Children as Broad Capability Learners
Children at a very young age can learn to speak a foreign language with a perfect accent by being exposed to a native speaker on a regular basis. The National Association of Language Teachers recognizes that children who learn second languages before the age of eleven do so with a specific and more productive part of their brain. All language learning will carry on in this area of the brain if second language study continues, which makes it that much easier for students to learn. We have a Spanish and Mandarin Chinese language program that begins in first grade. Similarly, children’s capacities as artists, musicians, authors, and poets are much greater than generally believed. Regular practice of those activities produces abilities which are quite remarkable and impressive. In addition to drawing on children’s natural creativity, Portland Village School emphasizes practical learning. Through the grades, children are taught genuine life skills such as cooking, gardening, bread making, carpentry, knitting, sewing, and wood-working. This emphasis on doing real life work gives children a strong confidence in dealing with the world around them.
Curriculum and Pedagogy
Our founding group is convinced there is a valuable potential synergy between Waldorf methods and the modern mainstream public education tradition. The public school approach to standards-based education will complement and strengthen the Waldorf pedagogical tradition. The cultural, socio-economic, and racial diversity of the public school system will broaden and enrich the predominantly private-school-based history of Waldorf education in the United States.

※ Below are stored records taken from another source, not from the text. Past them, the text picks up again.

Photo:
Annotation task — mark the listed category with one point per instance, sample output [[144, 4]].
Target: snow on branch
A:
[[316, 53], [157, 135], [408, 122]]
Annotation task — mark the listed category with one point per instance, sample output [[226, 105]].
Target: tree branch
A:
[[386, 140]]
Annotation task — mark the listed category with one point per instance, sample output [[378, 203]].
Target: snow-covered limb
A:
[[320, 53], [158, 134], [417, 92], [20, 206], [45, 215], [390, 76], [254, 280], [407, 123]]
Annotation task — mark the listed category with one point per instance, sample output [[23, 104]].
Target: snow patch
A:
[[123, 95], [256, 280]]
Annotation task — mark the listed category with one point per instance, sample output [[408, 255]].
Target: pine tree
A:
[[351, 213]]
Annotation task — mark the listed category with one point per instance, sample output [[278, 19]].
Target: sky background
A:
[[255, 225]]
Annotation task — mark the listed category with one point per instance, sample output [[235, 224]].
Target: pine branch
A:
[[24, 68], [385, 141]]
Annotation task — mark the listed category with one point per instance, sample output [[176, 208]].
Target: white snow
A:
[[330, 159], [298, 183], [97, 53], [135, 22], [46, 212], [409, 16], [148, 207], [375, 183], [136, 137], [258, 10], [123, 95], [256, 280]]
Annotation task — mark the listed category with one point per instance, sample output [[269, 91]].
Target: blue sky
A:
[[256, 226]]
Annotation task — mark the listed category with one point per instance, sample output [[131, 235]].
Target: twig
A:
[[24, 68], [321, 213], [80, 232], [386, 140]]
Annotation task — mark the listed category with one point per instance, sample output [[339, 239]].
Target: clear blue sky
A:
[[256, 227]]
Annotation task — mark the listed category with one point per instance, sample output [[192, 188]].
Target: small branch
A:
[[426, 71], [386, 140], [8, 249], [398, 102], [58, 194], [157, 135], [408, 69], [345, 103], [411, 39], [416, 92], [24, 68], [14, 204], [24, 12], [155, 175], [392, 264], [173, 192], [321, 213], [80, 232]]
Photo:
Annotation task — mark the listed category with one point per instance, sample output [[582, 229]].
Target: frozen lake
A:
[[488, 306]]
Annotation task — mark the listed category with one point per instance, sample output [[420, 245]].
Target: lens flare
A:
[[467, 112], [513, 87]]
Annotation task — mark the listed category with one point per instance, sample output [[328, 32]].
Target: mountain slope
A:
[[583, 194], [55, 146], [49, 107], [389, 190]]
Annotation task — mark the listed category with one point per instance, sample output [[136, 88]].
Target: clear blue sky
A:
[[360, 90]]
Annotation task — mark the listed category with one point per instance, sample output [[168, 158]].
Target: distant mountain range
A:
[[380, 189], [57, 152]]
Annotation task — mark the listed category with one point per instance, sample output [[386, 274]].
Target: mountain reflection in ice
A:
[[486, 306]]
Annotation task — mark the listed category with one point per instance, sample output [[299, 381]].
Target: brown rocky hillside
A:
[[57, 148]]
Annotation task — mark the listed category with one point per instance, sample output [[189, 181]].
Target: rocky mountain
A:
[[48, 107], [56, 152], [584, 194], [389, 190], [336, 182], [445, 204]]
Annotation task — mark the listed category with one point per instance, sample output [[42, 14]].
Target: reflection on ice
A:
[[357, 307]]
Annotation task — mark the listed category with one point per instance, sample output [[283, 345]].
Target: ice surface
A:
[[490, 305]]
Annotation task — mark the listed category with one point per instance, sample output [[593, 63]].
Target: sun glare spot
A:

District and State Accountability
As a Portland Public Charter School, Portland Village School students are required to complete annual state tests and report the results to the district. Students in grades 3-8 take the Oregon Assessment of Knowledge and Skills (OAKS) Tests, and in 2011-2012 some highlights included:
In English and Language Arts, in grades 4-8 the percentage of Portland Village School students who Met or Exceeded state standards was higher than the district percentage, as well as the state percentage.
88% of Portland Village School students in grades 4, 6, & 7 Met or Exceeded state benchmark standards. In 8th Grade, 86% of PVS students Met or Exceeded state standards, and in 3rd Grade, 60% of our students Met or Exceeded state standards.
In Math, a majority of Portland Village School students Met or Exceeded state benchmark standards in grades 4,6,7, & 8, including 79% in 7th Grade.
In August 2012, Portland Public Schools received new school performance ratings under Oregon’s Elementary and Secondary Education Act (ESEA) waiver, which the Federal Government approved in July. The new ratings are based on overall student achievement, student learning growth, and academic growth among historically underserved students. Under Oregon’s interim statewide system for evaluating school success, schools are rated from Level 1 to Level 5, with Level 5 schools demonstrating the highest levels of overall achievement and student growth, and Level 1 schools the lowest results and gains. Of the 81 schools in the PPS District, 10 received a rating of 5, and 36 schools earned a Level 4 Rating, including Portland Village School.